Tuzcu, ASEAN'ın en büyük ekonomisi Endonezya'nın bölgesinde merkez olma yolunda ilerlediğini ve küresel değer zincirlerine giderek daha fazla entegre olduğunu belirtti.
SETA: Asya'nın Yeni Diplomatik Mimarisi
SETA Vakfı Genel Koordinatörü Doç. Dr. Nebi Miş, Türkiye ve Endonezya'nın Asya'nın yeni diplomatik mimarisinin inşasında önemli aktörler olduğunu söyledi. Miş, iki ülkeyi "istikrar üreten iki aktör" olarak nitelendirerek sivil toplum, medya ve akademi arası işbirliklerinin artmasının sağlam bir gelecek zemini oluşturacağını ifade etti.
Savunma İşbirliği ve Gelecek Öngörüleri
Endonezya'nın İstanbul Başkonsolosu Darianto Harsono, forum marjında bilim ve endüstri temsilcilerinin geniş bir yelpazede konuları ele aldığını belirtti. Harsono, 2050'de yeşil ve temiz enerji, dijital dönüşüm ve otomasyonun önem kazanacağını söyleyerek iki ülke arasındaki savunma işbirliğinin önemine vurgu yaptı.
Harsono, "Geçmişi kutlayalım, ilişkiler burada kalmaz, ortaklığın bir gücü var, bu bir fantazi değil, yarın için hazır olunmalı." ifadelerini kullandı ve Endonezya'nın ham madde gücü ile Türkiye'nin teknoloji kapasitesini işaret ederek "Daha kapsayıcı yenilikler için, küresel güneyin liderleri olarak büyük sorumluluklarımız var." dedi.
"Küresel ve Bölgesel" Oturumu
Bu oturuma Muhammad Takdir (Endonezya Dışişleri Bakanlığı Dış Politika Strateji Ajansı FPSA Başkanı), Jenny Sari Winata (FPCI), Prof. Dr. Gürol Baba (ASBÜ) ve Dr. Tufan Kutay Boran katıldı.
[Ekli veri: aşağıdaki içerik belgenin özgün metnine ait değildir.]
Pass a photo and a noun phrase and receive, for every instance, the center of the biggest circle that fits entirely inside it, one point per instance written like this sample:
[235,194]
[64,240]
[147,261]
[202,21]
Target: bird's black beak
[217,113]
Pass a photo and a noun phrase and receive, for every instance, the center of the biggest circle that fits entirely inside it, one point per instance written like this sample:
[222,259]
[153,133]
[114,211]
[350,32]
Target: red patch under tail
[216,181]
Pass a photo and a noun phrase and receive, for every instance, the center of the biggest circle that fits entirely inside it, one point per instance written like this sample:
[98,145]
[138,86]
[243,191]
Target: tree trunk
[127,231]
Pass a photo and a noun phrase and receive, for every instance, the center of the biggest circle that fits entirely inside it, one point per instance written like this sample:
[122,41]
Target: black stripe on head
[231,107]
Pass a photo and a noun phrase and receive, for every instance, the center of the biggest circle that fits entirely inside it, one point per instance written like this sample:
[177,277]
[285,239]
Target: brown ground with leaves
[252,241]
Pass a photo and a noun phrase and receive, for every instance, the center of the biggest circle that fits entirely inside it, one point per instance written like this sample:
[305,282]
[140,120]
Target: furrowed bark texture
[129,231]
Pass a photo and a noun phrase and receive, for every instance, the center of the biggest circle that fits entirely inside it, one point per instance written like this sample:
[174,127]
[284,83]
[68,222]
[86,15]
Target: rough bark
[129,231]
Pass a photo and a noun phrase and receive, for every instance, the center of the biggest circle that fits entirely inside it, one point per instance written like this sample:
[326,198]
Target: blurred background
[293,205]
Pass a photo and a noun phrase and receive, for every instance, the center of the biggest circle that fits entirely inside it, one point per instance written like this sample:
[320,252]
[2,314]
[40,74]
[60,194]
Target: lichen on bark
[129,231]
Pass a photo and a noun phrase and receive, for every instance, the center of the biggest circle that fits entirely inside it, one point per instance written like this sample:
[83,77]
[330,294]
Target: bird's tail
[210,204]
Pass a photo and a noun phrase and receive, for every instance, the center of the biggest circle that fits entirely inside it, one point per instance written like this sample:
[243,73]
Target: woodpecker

Prof. Dr. Gürol Baba, teknoloji transferlerinde kapsamlı bir "işbirliği alışkanlığı" oluşturulması gerektiğini vurguladı. MIKTA platformuna değinen Baba, Karadeniz ve Malakka Boğazı örnekleri üzerinden iki ülkenin bölgesel söylemlerinde deniz hukukuna uygun özgür yaklaşımlar geliştirmeye çalıştığını belirtti. Baba, "Orta güçler buluşmalı ve çekim merkezi haline gelmeli." diyerek Türkiye ve Endonezya'nın orta güç koordinasyonu ve öngörülebilir diplomatik söylem kapasitesine sahip olduğunu söyledi.
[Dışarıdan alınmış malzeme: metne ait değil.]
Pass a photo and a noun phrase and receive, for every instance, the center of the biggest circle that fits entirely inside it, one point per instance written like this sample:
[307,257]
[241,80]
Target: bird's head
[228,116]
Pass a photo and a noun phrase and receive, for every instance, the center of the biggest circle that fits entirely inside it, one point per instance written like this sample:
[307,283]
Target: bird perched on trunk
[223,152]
Muhammad Takdir, ülkesinin "ulusal çoğulculuğu koruması" gerektiğini ifade ederek, "Türkiye 21. yüzyılın gücü olmaya hazırlanıyor, biz de 2045'te 'Altın Endonezya'ya inanıyoruz." dedi. Takdir, bölgedeki Çin ve BRICS dinamiklerine dikkat çekti ve dış politikasını "ahlaki ve entelektüel temenniye dayalı" olarak tanımladı; orta güçlerin "barış ve değişim için diplomatik güç" olmaları gerektiğini vurguladı.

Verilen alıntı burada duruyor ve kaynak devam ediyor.